The base has been rebuilt for the deployment of the larger and more accurate Trident D-5 missile system. Each of the 24 D-5 missiles on a Trident submarine is capable of carrying eight of the larger 455 kiloton W-88 warheads (each warhead is about 30 times the explosive force as the Hiroshima bomb) and costs approximately $60 million. The D-5 missile can also be armed with the 100 kiloton W-76 warhead. The Trident fleet at Bangor deploys both the 455 kiloton W-88 warhead and the 100 kiloton W-76 warhead.” (I share Russell’s format emphases.)”
http://disarmnowplowshares.wordpress.com/2010/12/07/on-the-eve-of-the-trial/ writes of activities on Monday night, the eve of the trial. Some of the text within was part of Tuesday morning’s press conference. As one our community who was devastated by the untimely death of Allison desForges (as if the death of anyone as monumental as Allison could ever be timely), Tony Conrad’s characteristically acute reference to “advocates for civil society” occasionally frames my thinking. Unsurprisingly, remarks addressing the responsibility of a citizenry in a democratic society to stand against the excesses of a State resounded clearly as a true bell.

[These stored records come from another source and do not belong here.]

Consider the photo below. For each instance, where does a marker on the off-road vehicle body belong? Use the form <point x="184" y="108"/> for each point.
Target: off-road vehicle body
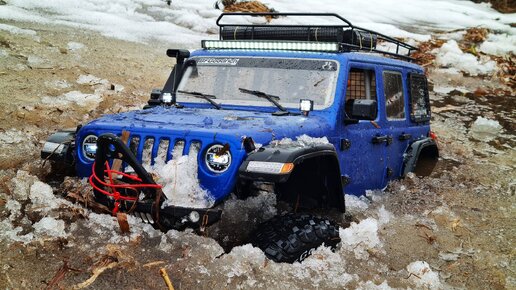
<point x="238" y="99"/>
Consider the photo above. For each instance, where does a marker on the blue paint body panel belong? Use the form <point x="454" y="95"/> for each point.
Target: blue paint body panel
<point x="364" y="163"/>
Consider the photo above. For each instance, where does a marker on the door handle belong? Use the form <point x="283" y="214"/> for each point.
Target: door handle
<point x="380" y="139"/>
<point x="404" y="136"/>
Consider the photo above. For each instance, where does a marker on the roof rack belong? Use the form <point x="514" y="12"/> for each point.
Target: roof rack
<point x="348" y="36"/>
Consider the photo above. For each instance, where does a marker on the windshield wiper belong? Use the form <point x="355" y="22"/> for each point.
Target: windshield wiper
<point x="271" y="98"/>
<point x="206" y="97"/>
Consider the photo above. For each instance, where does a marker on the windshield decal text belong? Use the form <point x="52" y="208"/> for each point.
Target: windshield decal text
<point x="218" y="61"/>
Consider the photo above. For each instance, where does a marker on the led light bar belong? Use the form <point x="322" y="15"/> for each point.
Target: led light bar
<point x="272" y="45"/>
<point x="269" y="167"/>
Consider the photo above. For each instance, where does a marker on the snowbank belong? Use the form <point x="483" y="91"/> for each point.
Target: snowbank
<point x="485" y="130"/>
<point x="451" y="56"/>
<point x="187" y="22"/>
<point x="361" y="237"/>
<point x="50" y="227"/>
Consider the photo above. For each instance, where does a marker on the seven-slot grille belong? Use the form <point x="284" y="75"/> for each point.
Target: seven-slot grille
<point x="149" y="148"/>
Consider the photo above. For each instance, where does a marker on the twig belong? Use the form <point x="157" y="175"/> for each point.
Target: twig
<point x="60" y="274"/>
<point x="164" y="274"/>
<point x="155" y="263"/>
<point x="96" y="274"/>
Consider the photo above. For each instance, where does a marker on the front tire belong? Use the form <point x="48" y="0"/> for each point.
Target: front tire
<point x="293" y="237"/>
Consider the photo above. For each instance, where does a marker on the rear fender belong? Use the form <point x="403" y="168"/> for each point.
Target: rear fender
<point x="421" y="157"/>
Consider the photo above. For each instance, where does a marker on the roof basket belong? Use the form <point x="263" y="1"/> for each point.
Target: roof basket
<point x="348" y="36"/>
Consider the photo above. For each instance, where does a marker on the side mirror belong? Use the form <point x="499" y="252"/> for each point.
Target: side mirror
<point x="361" y="109"/>
<point x="173" y="80"/>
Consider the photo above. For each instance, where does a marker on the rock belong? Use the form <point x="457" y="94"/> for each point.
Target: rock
<point x="20" y="185"/>
<point x="448" y="257"/>
<point x="485" y="130"/>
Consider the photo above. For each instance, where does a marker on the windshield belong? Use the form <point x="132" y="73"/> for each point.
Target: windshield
<point x="289" y="79"/>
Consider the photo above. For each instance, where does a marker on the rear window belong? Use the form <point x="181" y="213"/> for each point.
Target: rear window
<point x="419" y="99"/>
<point x="394" y="98"/>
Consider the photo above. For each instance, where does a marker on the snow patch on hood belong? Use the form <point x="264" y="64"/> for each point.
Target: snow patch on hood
<point x="301" y="141"/>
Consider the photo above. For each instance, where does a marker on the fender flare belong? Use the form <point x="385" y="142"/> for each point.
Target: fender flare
<point x="298" y="156"/>
<point x="414" y="151"/>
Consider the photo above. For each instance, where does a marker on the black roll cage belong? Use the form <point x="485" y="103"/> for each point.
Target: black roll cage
<point x="352" y="45"/>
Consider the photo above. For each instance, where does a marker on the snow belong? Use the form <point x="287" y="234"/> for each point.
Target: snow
<point x="17" y="31"/>
<point x="74" y="46"/>
<point x="74" y="97"/>
<point x="359" y="238"/>
<point x="301" y="141"/>
<point x="20" y="185"/>
<point x="499" y="44"/>
<point x="14" y="208"/>
<point x="180" y="182"/>
<point x="187" y="22"/>
<point x="9" y="233"/>
<point x="451" y="56"/>
<point x="90" y="80"/>
<point x="485" y="129"/>
<point x="43" y="198"/>
<point x="425" y="277"/>
<point x="355" y="204"/>
<point x="50" y="227"/>
<point x="12" y="136"/>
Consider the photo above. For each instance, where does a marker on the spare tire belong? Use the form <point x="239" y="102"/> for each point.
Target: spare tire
<point x="293" y="237"/>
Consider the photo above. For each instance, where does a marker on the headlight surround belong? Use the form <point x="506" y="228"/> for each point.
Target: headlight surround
<point x="215" y="162"/>
<point x="89" y="147"/>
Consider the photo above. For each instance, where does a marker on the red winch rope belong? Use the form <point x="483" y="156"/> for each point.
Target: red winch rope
<point x="115" y="194"/>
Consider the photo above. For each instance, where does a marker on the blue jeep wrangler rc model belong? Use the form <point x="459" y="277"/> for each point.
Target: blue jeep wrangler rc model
<point x="313" y="111"/>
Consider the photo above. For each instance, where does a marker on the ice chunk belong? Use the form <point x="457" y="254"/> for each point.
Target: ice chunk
<point x="14" y="208"/>
<point x="423" y="276"/>
<point x="74" y="46"/>
<point x="20" y="185"/>
<point x="384" y="216"/>
<point x="369" y="285"/>
<point x="16" y="30"/>
<point x="359" y="238"/>
<point x="499" y="44"/>
<point x="50" y="227"/>
<point x="90" y="80"/>
<point x="42" y="197"/>
<point x="355" y="203"/>
<point x="484" y="129"/>
<point x="9" y="233"/>
<point x="450" y="55"/>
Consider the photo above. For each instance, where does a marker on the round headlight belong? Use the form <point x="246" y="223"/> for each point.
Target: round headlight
<point x="89" y="147"/>
<point x="217" y="158"/>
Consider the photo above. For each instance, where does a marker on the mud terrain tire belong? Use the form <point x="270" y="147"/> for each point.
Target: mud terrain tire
<point x="293" y="237"/>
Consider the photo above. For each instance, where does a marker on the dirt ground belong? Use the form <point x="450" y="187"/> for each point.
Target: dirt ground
<point x="460" y="220"/>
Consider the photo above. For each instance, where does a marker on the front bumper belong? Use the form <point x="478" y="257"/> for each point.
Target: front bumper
<point x="142" y="201"/>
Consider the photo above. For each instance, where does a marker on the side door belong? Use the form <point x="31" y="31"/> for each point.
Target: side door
<point x="397" y="123"/>
<point x="362" y="159"/>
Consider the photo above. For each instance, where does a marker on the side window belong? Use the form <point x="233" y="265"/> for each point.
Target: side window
<point x="361" y="86"/>
<point x="419" y="99"/>
<point x="394" y="98"/>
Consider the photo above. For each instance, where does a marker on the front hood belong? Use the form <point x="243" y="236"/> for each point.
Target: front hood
<point x="262" y="127"/>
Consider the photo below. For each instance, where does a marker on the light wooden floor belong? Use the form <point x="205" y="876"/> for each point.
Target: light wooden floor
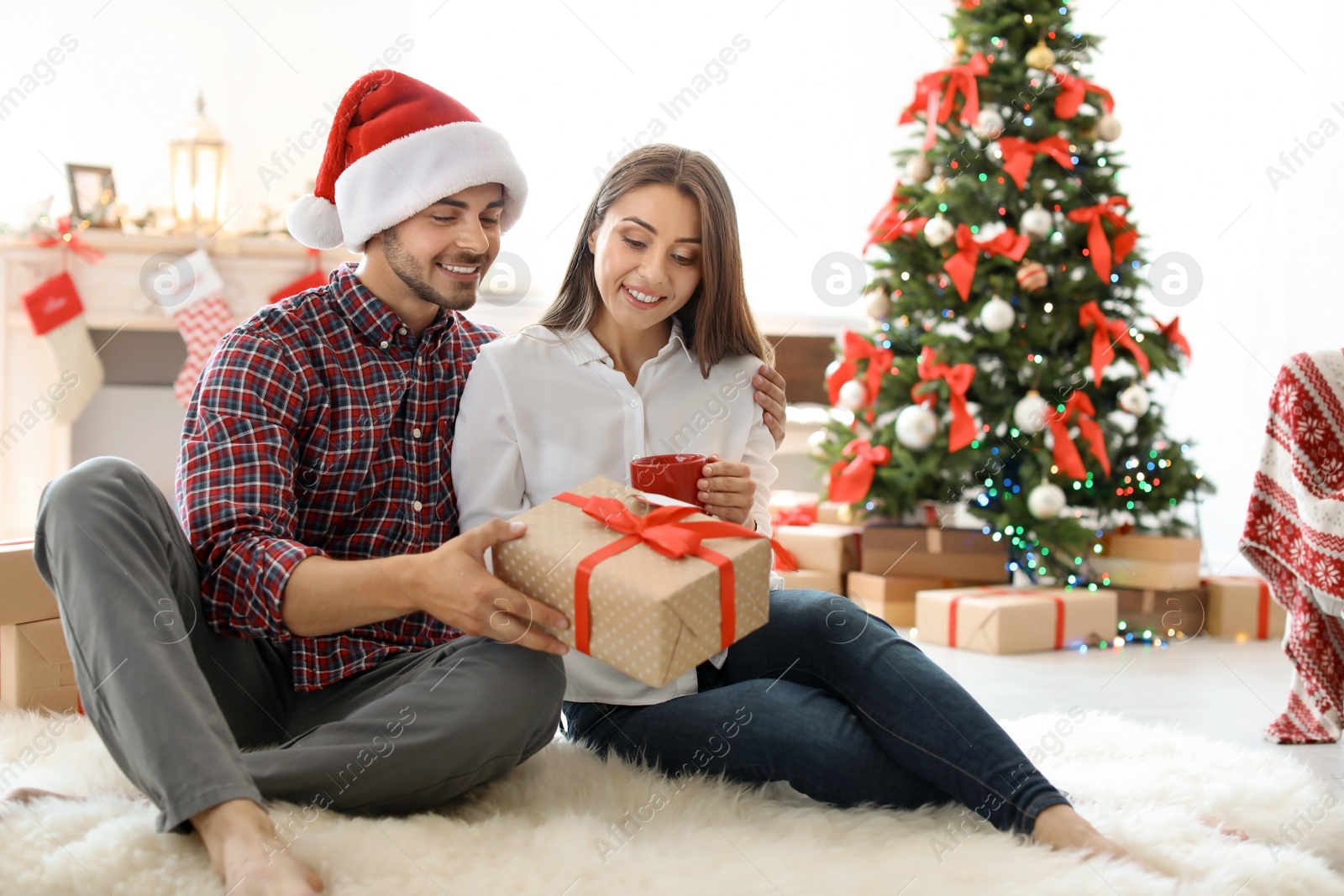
<point x="1213" y="687"/>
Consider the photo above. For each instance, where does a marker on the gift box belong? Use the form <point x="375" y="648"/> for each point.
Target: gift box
<point x="824" y="547"/>
<point x="1014" y="620"/>
<point x="893" y="597"/>
<point x="649" y="590"/>
<point x="35" y="669"/>
<point x="965" y="555"/>
<point x="1242" y="607"/>
<point x="1162" y="563"/>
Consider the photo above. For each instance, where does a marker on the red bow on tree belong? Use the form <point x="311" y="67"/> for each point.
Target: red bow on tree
<point x="1108" y="333"/>
<point x="1104" y="254"/>
<point x="961" y="266"/>
<point x="1072" y="93"/>
<point x="940" y="89"/>
<point x="850" y="481"/>
<point x="958" y="378"/>
<point x="1079" y="411"/>
<point x="1021" y="154"/>
<point x="858" y="348"/>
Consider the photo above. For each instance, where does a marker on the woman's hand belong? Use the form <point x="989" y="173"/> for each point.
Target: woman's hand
<point x="727" y="490"/>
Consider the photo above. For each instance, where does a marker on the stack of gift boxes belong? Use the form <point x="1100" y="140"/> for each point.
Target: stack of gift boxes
<point x="35" y="669"/>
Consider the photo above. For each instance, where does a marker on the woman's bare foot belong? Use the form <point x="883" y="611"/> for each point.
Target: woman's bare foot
<point x="248" y="855"/>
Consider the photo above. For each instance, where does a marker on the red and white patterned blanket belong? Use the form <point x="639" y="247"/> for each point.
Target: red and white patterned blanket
<point x="1294" y="537"/>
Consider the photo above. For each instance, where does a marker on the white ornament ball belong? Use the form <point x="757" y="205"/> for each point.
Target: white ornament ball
<point x="1032" y="414"/>
<point x="918" y="170"/>
<point x="1108" y="128"/>
<point x="917" y="427"/>
<point x="991" y="123"/>
<point x="996" y="316"/>
<point x="938" y="230"/>
<point x="853" y="396"/>
<point x="1135" y="399"/>
<point x="1037" y="222"/>
<point x="1046" y="501"/>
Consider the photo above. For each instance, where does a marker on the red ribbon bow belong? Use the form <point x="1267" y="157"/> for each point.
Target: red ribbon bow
<point x="71" y="239"/>
<point x="1073" y="90"/>
<point x="858" y="348"/>
<point x="1021" y="154"/>
<point x="940" y="89"/>
<point x="850" y="481"/>
<point x="1079" y="411"/>
<point x="958" y="378"/>
<point x="1104" y="254"/>
<point x="963" y="264"/>
<point x="1108" y="333"/>
<point x="665" y="531"/>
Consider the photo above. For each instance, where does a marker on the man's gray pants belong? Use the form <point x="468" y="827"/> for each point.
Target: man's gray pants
<point x="195" y="718"/>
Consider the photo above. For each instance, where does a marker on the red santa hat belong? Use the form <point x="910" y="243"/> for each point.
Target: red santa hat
<point x="396" y="148"/>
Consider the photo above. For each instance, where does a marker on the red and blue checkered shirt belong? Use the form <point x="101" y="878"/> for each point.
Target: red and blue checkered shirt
<point x="322" y="425"/>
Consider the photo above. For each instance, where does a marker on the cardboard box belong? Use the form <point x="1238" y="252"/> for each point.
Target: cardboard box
<point x="967" y="555"/>
<point x="995" y="620"/>
<point x="826" y="547"/>
<point x="1162" y="563"/>
<point x="649" y="616"/>
<point x="1242" y="607"/>
<point x="24" y="597"/>
<point x="35" y="668"/>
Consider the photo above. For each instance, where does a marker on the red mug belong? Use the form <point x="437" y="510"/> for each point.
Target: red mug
<point x="674" y="476"/>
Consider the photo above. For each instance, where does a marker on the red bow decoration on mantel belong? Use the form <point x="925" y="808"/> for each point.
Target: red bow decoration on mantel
<point x="851" y="479"/>
<point x="1079" y="411"/>
<point x="71" y="239"/>
<point x="958" y="378"/>
<point x="938" y="90"/>
<point x="1110" y="331"/>
<point x="1021" y="154"/>
<point x="963" y="264"/>
<point x="1105" y="253"/>
<point x="1073" y="90"/>
<point x="858" y="348"/>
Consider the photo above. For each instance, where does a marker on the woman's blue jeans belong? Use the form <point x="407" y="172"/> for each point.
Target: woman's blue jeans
<point x="833" y="701"/>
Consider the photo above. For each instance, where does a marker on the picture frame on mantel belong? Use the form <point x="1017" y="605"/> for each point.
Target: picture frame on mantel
<point x="93" y="195"/>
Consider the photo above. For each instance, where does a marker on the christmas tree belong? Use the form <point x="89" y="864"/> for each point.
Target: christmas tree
<point x="1008" y="362"/>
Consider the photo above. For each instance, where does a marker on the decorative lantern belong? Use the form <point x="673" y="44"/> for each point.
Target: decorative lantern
<point x="199" y="176"/>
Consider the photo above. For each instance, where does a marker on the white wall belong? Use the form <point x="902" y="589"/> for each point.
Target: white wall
<point x="1209" y="94"/>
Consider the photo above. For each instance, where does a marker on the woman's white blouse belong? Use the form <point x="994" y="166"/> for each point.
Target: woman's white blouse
<point x="544" y="411"/>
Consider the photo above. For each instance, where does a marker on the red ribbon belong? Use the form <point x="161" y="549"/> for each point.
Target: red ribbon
<point x="851" y="479"/>
<point x="664" y="531"/>
<point x="999" y="593"/>
<point x="1104" y="254"/>
<point x="1072" y="93"/>
<point x="71" y="239"/>
<point x="963" y="264"/>
<point x="1021" y="154"/>
<point x="940" y="89"/>
<point x="958" y="378"/>
<point x="1108" y="333"/>
<point x="1079" y="411"/>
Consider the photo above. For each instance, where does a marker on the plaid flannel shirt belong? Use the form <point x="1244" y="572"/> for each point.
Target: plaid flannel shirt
<point x="322" y="425"/>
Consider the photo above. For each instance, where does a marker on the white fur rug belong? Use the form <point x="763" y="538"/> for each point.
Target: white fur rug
<point x="548" y="829"/>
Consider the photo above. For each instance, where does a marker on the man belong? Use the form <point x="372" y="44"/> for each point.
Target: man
<point x="311" y="602"/>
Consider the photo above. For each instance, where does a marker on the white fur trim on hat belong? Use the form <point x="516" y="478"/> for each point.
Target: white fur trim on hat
<point x="412" y="174"/>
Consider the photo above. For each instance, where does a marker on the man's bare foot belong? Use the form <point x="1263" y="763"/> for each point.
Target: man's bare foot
<point x="248" y="855"/>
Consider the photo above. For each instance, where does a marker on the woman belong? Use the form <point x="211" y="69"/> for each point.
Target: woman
<point x="648" y="349"/>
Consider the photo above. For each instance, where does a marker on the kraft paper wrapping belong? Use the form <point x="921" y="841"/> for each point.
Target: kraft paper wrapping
<point x="652" y="617"/>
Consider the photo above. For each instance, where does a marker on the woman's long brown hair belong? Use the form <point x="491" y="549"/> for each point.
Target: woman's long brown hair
<point x="717" y="322"/>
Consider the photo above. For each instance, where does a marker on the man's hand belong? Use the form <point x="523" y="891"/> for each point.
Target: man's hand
<point x="769" y="396"/>
<point x="727" y="490"/>
<point x="456" y="589"/>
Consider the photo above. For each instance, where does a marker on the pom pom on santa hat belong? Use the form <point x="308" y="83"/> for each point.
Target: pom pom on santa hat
<point x="396" y="147"/>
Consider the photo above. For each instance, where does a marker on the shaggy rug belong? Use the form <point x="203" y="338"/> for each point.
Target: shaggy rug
<point x="568" y="824"/>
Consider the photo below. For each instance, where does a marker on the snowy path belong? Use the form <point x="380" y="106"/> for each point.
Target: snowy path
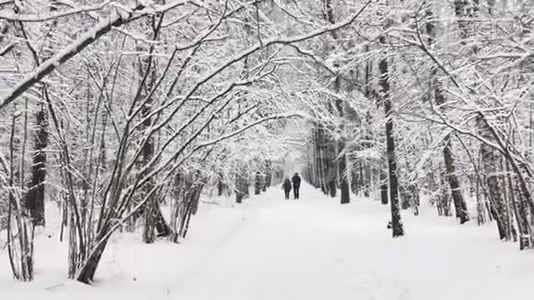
<point x="309" y="249"/>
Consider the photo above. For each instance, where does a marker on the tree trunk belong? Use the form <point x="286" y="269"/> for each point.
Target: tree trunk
<point x="396" y="223"/>
<point x="36" y="191"/>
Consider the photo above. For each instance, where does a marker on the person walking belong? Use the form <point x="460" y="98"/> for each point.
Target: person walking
<point x="296" y="185"/>
<point x="287" y="187"/>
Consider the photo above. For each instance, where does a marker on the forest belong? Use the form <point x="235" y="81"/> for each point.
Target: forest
<point x="124" y="115"/>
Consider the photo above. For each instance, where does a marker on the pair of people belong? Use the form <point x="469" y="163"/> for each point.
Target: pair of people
<point x="293" y="183"/>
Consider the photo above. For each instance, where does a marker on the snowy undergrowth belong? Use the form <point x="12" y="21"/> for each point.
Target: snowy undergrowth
<point x="270" y="248"/>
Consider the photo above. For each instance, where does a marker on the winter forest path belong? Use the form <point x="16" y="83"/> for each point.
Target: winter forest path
<point x="312" y="248"/>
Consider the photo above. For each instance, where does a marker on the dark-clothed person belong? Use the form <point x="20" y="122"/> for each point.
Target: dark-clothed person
<point x="287" y="187"/>
<point x="296" y="185"/>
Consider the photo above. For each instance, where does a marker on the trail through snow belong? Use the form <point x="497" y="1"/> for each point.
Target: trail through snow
<point x="312" y="248"/>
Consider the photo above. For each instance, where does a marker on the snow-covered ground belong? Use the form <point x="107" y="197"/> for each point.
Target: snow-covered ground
<point x="312" y="248"/>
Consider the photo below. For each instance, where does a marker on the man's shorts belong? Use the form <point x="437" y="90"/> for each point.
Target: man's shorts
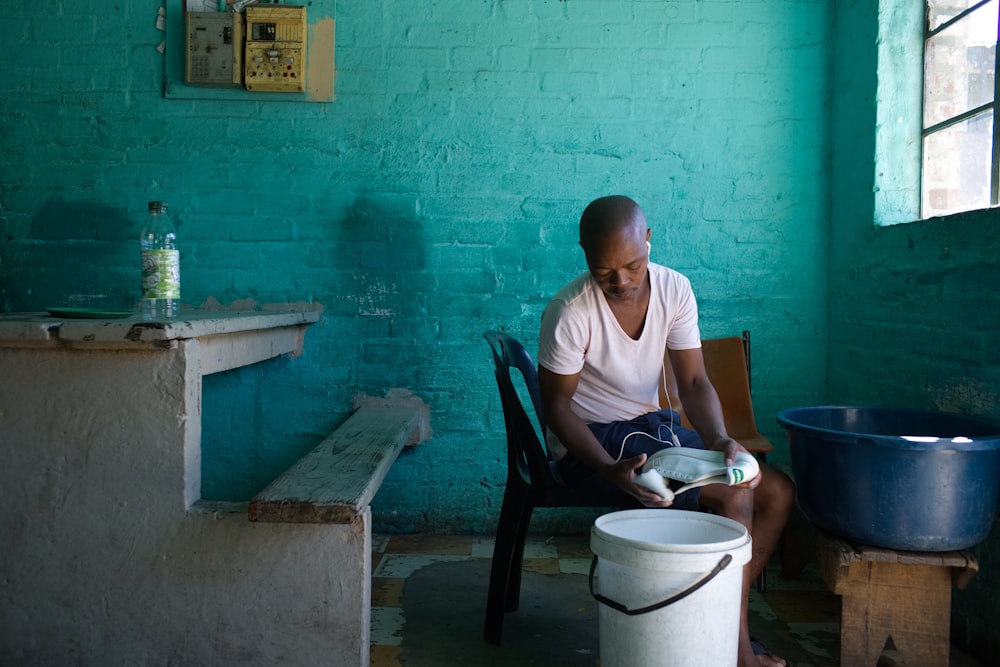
<point x="646" y="434"/>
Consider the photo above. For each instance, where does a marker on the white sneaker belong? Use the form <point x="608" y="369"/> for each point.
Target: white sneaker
<point x="694" y="467"/>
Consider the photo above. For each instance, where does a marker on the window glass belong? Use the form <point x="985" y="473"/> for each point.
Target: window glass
<point x="942" y="11"/>
<point x="959" y="65"/>
<point x="956" y="169"/>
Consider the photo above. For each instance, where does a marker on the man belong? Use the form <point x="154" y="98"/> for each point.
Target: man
<point x="600" y="356"/>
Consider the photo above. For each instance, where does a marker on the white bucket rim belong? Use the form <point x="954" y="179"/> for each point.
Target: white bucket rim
<point x="603" y="530"/>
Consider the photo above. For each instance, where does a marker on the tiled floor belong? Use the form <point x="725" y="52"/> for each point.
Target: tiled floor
<point x="799" y="616"/>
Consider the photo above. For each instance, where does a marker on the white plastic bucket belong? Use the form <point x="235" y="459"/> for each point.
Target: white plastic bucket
<point x="670" y="585"/>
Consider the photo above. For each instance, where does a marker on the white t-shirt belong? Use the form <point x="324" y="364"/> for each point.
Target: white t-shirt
<point x="619" y="376"/>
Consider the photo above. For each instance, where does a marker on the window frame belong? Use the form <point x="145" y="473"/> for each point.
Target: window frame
<point x="928" y="34"/>
<point x="899" y="109"/>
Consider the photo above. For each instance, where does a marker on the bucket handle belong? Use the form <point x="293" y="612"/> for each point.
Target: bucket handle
<point x="723" y="563"/>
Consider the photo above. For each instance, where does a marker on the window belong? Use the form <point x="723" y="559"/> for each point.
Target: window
<point x="960" y="140"/>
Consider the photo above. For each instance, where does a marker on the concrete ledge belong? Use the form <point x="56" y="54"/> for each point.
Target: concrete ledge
<point x="336" y="481"/>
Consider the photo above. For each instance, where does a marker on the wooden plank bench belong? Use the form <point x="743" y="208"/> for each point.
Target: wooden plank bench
<point x="336" y="481"/>
<point x="885" y="593"/>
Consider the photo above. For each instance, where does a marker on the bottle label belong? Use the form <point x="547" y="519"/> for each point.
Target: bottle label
<point x="161" y="274"/>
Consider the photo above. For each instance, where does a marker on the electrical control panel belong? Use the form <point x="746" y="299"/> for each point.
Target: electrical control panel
<point x="274" y="58"/>
<point x="214" y="49"/>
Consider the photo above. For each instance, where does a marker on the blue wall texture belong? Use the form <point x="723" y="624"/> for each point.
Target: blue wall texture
<point x="438" y="196"/>
<point x="912" y="307"/>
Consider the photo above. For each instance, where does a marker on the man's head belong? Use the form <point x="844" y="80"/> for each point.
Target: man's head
<point x="614" y="236"/>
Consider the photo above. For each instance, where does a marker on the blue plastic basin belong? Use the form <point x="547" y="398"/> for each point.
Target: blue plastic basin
<point x="899" y="479"/>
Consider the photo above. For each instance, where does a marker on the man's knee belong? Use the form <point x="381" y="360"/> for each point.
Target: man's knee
<point x="775" y="493"/>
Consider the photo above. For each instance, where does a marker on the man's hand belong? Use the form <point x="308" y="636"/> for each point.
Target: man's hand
<point x="623" y="474"/>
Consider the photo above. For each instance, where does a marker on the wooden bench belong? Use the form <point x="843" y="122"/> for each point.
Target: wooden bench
<point x="336" y="481"/>
<point x="905" y="595"/>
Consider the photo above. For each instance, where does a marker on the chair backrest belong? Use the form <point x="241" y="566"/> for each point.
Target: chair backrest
<point x="727" y="363"/>
<point x="525" y="450"/>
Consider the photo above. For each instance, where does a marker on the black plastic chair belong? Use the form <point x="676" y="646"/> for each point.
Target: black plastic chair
<point x="532" y="481"/>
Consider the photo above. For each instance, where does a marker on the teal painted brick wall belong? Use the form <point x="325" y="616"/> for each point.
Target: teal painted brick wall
<point x="913" y="307"/>
<point x="436" y="197"/>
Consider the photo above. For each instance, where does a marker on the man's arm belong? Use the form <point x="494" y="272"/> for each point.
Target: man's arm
<point x="701" y="402"/>
<point x="557" y="395"/>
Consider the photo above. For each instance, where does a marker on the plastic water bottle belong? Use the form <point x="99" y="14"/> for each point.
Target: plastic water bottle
<point x="161" y="269"/>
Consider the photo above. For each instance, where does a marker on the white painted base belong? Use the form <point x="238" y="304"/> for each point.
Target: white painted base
<point x="102" y="561"/>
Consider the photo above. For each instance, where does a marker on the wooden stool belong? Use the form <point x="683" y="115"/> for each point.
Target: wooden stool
<point x="905" y="595"/>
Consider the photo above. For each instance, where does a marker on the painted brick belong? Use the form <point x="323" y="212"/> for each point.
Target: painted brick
<point x="438" y="196"/>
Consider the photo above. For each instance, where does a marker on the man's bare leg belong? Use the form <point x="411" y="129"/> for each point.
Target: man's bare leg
<point x="764" y="511"/>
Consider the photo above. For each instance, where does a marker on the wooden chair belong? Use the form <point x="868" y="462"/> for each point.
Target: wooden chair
<point x="727" y="361"/>
<point x="532" y="481"/>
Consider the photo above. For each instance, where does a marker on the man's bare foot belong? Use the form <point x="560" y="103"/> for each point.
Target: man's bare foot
<point x="764" y="656"/>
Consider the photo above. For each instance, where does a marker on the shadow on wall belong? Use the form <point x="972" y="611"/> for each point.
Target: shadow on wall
<point x="76" y="254"/>
<point x="381" y="252"/>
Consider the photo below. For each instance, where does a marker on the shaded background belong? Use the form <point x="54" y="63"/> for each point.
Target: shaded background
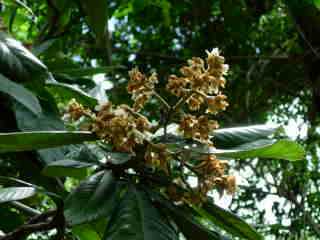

I would be remiss in my assignment to report on the trial if I did not share one final post after the first day of the trial:
http://disarmnowplowshares.wordpress.com/2010/12/07/first-day/ includes comments of one of the legal support team. After acting as court support in the Las Vegas trial of the Creech 14 I was yet again struck by the sensitivity, intelligence, perspicacity, style, and wit of the advocates for universal justice in the legal community that stand with us as we all struggle for a world in which we can all share equally in the beauty, bounty and wonder of Creation. Many of us are cynical about a legal system that seems to perpetuate an unjust order of domination and inequality, but it is abstraction to conceive of it that way. There are people with prejudices and interests of their own who act within it; and that it is morality, the mores of the people that produce the legal system, which can propel us into a better future.